# Long Reef Sun 19/8



## Peril (Sep 5, 2005)

Looks like some good weather coming up for Sunday so I'm looking for a repeat outing.

As the bride reminded me yesterday that I caught fish in Gentlemen's hours last week and we'll be partying on Saturday, will probably look for another mid morning start, around 10am (dropping off the girls on my way there - they hate being driven around with the yak on the roof).

Plan will be to hit the wall again unless the conditions are perfect, in which case I'll head wider


----------



## Flump (Apr 17, 2006)

I'm determined to get at least one edible fish from Long Reef so I think I'll join you mate. At least then I'll know exactly where the Wall is


----------



## fisherdan (Apr 17, 2007)

Sounds good Dave, I'll be up for a long paddle!

You should wear the hat when you drive the girls with the Yak on the roof? :lol:


----------



## MangoX (Feb 18, 2006)

me too 

We will all follow you to the wall.....

when you say wider....
do you mean out to Good Property ?
its a good 6 kms out right ?

according to some GPS marks....would this be about correct ?










what time ? 10.00 am ?


----------



## Peril (Sep 5, 2005)

Steve, by wider I meant Good Property and it is a 6km paddle.

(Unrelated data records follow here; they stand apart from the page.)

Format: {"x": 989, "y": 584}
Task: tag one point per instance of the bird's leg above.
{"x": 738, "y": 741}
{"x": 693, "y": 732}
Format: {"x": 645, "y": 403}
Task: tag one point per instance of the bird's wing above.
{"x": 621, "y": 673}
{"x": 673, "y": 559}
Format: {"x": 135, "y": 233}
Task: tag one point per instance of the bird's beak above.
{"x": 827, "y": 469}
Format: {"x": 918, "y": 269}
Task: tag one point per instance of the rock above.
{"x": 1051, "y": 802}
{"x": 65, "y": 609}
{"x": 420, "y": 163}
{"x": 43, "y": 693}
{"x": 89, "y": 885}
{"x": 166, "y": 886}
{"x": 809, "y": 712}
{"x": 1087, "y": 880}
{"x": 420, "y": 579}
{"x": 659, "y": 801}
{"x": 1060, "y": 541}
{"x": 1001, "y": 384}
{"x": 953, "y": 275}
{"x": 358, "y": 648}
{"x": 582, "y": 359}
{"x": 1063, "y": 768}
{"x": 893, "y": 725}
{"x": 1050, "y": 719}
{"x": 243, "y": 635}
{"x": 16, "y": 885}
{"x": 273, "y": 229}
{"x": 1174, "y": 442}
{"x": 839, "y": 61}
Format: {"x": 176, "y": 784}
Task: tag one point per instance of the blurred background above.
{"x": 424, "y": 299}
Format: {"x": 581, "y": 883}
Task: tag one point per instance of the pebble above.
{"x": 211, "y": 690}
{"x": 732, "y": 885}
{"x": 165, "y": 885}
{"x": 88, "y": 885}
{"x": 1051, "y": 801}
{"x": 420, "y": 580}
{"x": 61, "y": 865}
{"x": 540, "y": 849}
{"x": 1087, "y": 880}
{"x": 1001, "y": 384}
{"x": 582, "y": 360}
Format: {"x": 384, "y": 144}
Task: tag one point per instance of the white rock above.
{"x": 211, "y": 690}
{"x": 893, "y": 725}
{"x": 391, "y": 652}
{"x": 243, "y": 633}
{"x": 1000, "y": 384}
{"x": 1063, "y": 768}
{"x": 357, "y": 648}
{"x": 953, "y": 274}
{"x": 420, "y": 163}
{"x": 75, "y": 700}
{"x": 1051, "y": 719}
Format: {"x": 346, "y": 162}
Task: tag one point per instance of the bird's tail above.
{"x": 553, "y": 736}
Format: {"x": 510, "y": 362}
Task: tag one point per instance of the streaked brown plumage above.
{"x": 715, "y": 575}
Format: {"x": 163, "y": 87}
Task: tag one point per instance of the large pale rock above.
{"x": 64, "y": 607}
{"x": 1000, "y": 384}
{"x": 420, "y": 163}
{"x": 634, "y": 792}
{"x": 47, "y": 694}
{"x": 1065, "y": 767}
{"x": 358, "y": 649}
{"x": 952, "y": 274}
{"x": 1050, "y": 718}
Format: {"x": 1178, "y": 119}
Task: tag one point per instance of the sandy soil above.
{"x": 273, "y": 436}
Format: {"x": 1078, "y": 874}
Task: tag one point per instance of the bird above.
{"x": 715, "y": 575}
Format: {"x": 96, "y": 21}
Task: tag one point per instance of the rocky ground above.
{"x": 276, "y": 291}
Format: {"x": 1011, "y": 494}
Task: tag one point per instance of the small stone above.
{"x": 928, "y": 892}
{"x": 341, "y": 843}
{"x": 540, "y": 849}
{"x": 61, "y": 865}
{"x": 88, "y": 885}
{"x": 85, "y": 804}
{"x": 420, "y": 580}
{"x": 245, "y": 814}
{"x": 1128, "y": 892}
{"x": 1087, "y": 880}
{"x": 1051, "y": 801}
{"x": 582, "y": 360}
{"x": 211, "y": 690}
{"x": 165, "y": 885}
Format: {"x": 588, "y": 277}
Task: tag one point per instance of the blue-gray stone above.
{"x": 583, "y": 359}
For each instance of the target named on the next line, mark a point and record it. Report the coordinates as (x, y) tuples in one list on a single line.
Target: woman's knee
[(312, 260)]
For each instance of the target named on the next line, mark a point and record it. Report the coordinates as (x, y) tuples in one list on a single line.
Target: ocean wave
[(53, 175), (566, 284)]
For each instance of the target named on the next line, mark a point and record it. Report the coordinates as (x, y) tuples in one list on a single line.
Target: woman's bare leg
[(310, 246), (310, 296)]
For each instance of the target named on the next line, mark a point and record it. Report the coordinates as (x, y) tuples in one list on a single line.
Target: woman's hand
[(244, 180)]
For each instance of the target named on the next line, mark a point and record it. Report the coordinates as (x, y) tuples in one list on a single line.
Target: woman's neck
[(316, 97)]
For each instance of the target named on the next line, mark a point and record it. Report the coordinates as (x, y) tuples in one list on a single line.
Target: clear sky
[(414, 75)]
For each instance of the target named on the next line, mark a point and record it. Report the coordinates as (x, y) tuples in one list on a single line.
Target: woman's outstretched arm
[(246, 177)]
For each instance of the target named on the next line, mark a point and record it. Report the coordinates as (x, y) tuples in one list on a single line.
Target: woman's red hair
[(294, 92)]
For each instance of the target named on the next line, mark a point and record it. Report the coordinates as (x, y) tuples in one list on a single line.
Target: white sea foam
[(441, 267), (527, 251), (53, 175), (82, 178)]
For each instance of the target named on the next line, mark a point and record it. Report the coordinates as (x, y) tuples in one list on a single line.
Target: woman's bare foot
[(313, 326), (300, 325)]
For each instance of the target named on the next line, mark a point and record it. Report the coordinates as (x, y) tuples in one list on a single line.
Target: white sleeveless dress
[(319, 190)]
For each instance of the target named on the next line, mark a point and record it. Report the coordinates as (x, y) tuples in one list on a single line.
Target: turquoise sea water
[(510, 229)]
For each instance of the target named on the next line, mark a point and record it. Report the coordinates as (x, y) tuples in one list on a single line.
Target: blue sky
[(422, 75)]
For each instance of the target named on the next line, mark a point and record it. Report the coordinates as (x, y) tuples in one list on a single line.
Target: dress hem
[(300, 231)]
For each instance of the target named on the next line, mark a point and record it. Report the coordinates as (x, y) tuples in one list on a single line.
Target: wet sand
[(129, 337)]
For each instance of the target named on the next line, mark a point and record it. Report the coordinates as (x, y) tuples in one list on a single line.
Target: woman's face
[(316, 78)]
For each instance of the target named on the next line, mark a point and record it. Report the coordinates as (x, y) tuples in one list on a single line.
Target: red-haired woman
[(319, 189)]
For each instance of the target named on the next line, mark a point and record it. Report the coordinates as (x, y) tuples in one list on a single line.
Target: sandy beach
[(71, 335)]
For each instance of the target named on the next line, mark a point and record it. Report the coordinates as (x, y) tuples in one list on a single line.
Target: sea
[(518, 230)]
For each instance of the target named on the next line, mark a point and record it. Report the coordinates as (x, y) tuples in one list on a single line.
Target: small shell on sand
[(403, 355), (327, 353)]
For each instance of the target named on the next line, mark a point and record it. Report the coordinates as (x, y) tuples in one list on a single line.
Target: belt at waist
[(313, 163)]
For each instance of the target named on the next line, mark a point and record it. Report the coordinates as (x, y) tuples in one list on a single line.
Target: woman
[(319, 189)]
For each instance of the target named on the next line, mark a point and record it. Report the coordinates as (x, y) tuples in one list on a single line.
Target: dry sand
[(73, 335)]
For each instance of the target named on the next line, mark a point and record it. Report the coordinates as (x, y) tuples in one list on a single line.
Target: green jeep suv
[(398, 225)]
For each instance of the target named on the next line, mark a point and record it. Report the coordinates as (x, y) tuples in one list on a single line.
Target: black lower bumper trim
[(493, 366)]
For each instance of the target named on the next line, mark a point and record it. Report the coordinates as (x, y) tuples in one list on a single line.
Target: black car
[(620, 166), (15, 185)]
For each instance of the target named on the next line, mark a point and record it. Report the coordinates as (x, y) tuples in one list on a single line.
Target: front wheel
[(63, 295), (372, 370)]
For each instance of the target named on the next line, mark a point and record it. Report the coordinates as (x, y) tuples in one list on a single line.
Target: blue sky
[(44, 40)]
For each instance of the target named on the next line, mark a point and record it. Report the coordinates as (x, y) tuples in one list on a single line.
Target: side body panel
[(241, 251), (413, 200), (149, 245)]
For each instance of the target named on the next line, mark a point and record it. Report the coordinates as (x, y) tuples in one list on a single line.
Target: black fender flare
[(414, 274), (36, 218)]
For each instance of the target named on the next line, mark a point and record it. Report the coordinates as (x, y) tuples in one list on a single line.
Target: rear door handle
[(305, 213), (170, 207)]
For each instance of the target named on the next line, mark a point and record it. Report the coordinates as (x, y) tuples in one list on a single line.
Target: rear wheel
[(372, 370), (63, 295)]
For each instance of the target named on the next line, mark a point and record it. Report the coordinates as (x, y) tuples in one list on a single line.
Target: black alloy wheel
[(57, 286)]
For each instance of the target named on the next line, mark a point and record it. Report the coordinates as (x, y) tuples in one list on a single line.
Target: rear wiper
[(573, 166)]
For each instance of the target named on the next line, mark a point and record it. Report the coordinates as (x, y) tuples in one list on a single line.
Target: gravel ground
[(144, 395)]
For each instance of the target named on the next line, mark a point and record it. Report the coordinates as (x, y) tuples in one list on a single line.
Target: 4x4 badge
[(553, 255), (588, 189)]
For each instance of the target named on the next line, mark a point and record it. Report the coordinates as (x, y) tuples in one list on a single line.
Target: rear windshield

However, Murphy's creep (thanks Andy) has set in on the forecast so I'll stick to drifting around the area of The Wall. I'll be there for a launch around 10, but it'll depend on my paternal duties.

Once more unto the breach, dear friends, once more,
Or close the wall up with our English dead!
In peace there's nothing so becomes a man
As modest stillness and humility;
But when the blast of war blows in our ears,
Then imitate the action of the tiger:
Stiffen the sinews, summon up the blood.
"Henry V" (5.3.44-51)


----------



## gheppsie (Sep 16, 2005)

I might chime in on this one boys. Where exactly do you launch from peril?


----------



## Peril (Sep 5, 2005)

gheppsie said:


> I might chime in on this one boys. Where exactly do you launch from peril?


Fisherman's Beach ramp. At the end of Anzac Ave, past the golf clubhouse


----------



## Peril (Sep 5, 2005)

Don't have taxi duties in morning so will be looking at an earlier launch - maybe 8am. If the conditions hold I'll be trolling out to good property then vertical jigging, with a placcy on the drift


----------



## fisherdan (Apr 17, 2007)

Stuck on land till 1ish, will head out to the wall and hopefully see you on your way back in.

Try dragging a red/white feather out there, I hear the tuna have been smashing them!

Best of luck, tight lines!


----------



## Flump (Apr 17, 2006)

Hiya Dave, I'll be there around 8am too. Looking forward to this one


----------



## Peril (Sep 5, 2005)

Sorry guys. I was late as it was pissing down where I was, got there after 9, wind rose, so I packed up and returned home


----------